IBM Containerized Software Security Summary

The Security Summary is a PDF file that explains the security posture of an IBM Containerized product. The summary indicates compliance with several IBM Certification security metrics. The security metrics that are included are based on IBM standards, guidelines, and best practices for delivering secure, enterprise grade software for Red Hat® OpenShift® Container Platform.

Why does IBM provide these summaries?

The Security Summary provides IBM customers with a simple way to understand the product's software posture before deployment. The summary helps IBM make the security posture of its products apparent, known, and easily understandable.

Who is the intended audience?

The summary is intended for OpenShift Container Platform system and application administrators, and security professionals who deploy, plan to deploy, evaluate, or secure container workloads on OpenShift Container Platform. These metrics can be used to apply the appropriate controls and configurations to the OpenShift Container Platform cluster and topology to protect workloads and provide secure access.
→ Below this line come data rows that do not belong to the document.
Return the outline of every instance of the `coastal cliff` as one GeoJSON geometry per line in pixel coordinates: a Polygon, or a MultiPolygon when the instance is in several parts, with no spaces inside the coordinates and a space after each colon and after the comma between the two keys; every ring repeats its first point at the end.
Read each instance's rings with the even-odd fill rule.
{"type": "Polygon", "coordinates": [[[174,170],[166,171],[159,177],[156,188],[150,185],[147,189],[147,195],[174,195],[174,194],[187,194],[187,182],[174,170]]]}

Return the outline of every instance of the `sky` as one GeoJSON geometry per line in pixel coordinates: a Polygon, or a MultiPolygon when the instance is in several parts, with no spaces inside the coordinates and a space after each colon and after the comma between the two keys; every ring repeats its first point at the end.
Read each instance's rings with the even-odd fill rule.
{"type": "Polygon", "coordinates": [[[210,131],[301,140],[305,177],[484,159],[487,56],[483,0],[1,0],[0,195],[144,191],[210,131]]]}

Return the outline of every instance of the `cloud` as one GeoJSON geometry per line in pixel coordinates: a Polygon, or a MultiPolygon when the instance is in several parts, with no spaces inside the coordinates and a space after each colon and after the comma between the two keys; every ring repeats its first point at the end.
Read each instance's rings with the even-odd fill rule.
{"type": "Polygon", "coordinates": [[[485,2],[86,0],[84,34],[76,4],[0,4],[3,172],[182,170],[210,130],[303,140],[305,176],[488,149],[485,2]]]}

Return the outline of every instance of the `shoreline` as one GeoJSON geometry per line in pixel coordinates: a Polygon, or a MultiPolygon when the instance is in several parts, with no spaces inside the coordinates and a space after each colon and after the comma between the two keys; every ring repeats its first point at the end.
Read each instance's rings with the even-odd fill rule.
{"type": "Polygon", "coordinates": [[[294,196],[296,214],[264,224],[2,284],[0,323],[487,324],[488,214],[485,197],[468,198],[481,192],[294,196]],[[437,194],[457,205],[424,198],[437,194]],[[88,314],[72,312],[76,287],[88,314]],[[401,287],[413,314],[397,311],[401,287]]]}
How does IBM determine the compliance?

All IBM containerized software goes through a process that is called IBM Certification before publishing. An overview of the process is described in this IBM Developer blog post. IBM assesses over 100 metrics through this certification process to measure and ensure compliance with a rigorous set of standards and best practices. One of the attributes of IBM Certification is the IBM Security and Privacy by Design (SPbD) program. For more information about SPbD, see IBM Security and Privacy by Design.

This summary takes a few critical security metrics from the certification process and externalizes it. Through that process some of the metrics are automated in the continuous integration and delivery pipeline while others are verified with documentation. The attributes with "automated" in their name are validated by an IBM internal linter tool.

Where is the summary?

The summary is included as part of the product's Container Application Software for Enterprises (CASE). A CASE is a well-defined file structure that provides packaging and metadata about the software, including its certification state and provenance.

To view the Security Summary, follow these steps:

  1. Browse to IBM Cloud-pak GitHub Case repo.
  2. Browse to the desired product and version (ibm-example/v1.0).
  3. Download the tgz file.
  4. Extract the tgz file. For example,
     tar –xzvf <\download-location>/ibm-example-1.0.tgz
  5. Change the working directory to the certificates/security folder. For example,
     cd ibm-example/certifications/security
  6. View the summary with your PDF viewer.